Technologies

Traçabilité : attention à la confusion des genres

Écrit par CR16 le . Rubrique: Technologies

Les discours marketing sur les systèmes de traçabilité font souvent l’amalgame entre gestion logistique et lutte-anticontrefaçon. Comme s’il était possible de faire d’une pierre deux coups : que les investissements (très) importants à consentir pour la modernisation de la gestion de la chaîne logistique pouvaient aussi améliorer l’efficacité des douaniers et faciliter l’action de la justice contre les contrefacteurs.

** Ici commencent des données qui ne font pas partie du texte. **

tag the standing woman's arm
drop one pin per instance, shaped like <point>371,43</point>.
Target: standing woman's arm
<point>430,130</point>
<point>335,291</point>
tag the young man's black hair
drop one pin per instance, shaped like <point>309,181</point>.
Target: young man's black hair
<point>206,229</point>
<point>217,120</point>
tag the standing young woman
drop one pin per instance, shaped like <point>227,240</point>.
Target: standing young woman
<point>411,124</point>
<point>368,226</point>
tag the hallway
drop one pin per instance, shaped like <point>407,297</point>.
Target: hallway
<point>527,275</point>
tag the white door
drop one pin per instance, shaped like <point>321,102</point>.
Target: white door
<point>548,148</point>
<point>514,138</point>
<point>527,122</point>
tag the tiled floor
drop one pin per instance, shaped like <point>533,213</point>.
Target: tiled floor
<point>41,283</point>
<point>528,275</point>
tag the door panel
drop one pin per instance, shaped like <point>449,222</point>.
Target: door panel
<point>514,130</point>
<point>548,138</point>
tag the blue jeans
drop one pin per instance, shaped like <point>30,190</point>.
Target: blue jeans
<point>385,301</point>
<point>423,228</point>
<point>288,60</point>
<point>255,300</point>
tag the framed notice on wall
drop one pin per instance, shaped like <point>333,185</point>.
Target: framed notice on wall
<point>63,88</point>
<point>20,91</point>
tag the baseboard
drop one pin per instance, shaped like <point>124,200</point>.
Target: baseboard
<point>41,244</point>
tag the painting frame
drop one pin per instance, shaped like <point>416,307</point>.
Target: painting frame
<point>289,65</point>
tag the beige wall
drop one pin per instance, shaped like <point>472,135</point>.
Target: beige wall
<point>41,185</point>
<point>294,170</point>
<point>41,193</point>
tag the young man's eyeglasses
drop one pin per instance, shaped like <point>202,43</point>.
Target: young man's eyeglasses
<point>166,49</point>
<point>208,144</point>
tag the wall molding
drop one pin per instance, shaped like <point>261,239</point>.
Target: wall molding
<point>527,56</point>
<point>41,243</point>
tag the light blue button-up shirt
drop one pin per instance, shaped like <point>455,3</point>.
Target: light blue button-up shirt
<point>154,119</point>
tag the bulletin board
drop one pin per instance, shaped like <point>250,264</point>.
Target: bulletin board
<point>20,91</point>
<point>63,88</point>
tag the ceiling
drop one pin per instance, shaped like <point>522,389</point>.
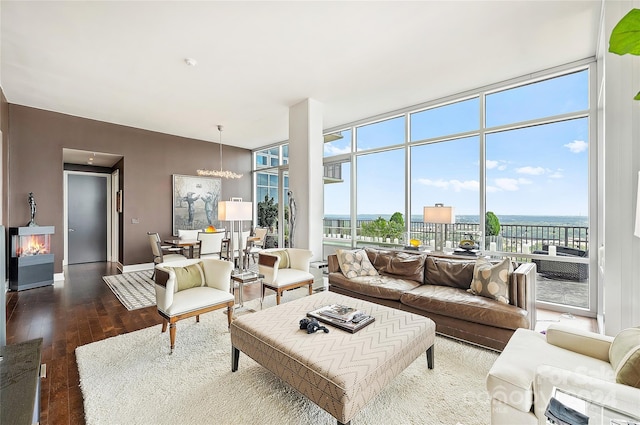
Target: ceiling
<point>124,62</point>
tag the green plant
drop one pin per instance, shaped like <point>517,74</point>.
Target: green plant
<point>491,224</point>
<point>267,212</point>
<point>625,37</point>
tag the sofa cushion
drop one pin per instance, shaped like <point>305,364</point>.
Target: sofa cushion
<point>398,264</point>
<point>624,355</point>
<point>187,277</point>
<point>458,303</point>
<point>449,272</point>
<point>511,377</point>
<point>282,255</point>
<point>381,286</point>
<point>492,280</point>
<point>354,263</point>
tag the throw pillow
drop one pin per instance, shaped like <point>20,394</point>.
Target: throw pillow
<point>283,256</point>
<point>190,276</point>
<point>354,263</point>
<point>491,280</point>
<point>624,355</point>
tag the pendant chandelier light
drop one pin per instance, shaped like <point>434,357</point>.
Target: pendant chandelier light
<point>219,173</point>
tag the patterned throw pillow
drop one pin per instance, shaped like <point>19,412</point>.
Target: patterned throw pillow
<point>355,263</point>
<point>190,276</point>
<point>491,280</point>
<point>624,356</point>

L’idée pourrait être séduisante si l’immatriculation des produits et les technologies d’authentification étaient normalisées au plan mondial; or il en existe une multitude qu’aucune administration ne peut envisager de maîtriser. Soyons précis: les informations logistiques, fortement sectorisées, non centralisées et peu sécurisées, ne sont guère exploitables en termes criminologiques. De plus, elles ne permettront jamais de constituer un «objet preuve» devant la justice. Le bon sens plaide donc pour la mise en place d’une traçabilité anti-contrefaçon spécifique.

En l’occurence, la gestion d’une base d’immatriculations dédiée, sécurisée et centralisée, et qui, pour des raisons de confidentialité, soit placée sous le contrôle des titulaires de droits. Les autorités ont besoin d’une telle base qui soit interrogeable de partout avec un équipement standardisé. Une traçabilité spécifique qui, en permettant un recoupement et une localisation des informations sur tous types de contrefaçon, facilitera l’identification rapide des réseaux de trafiquants et leur démantèlement.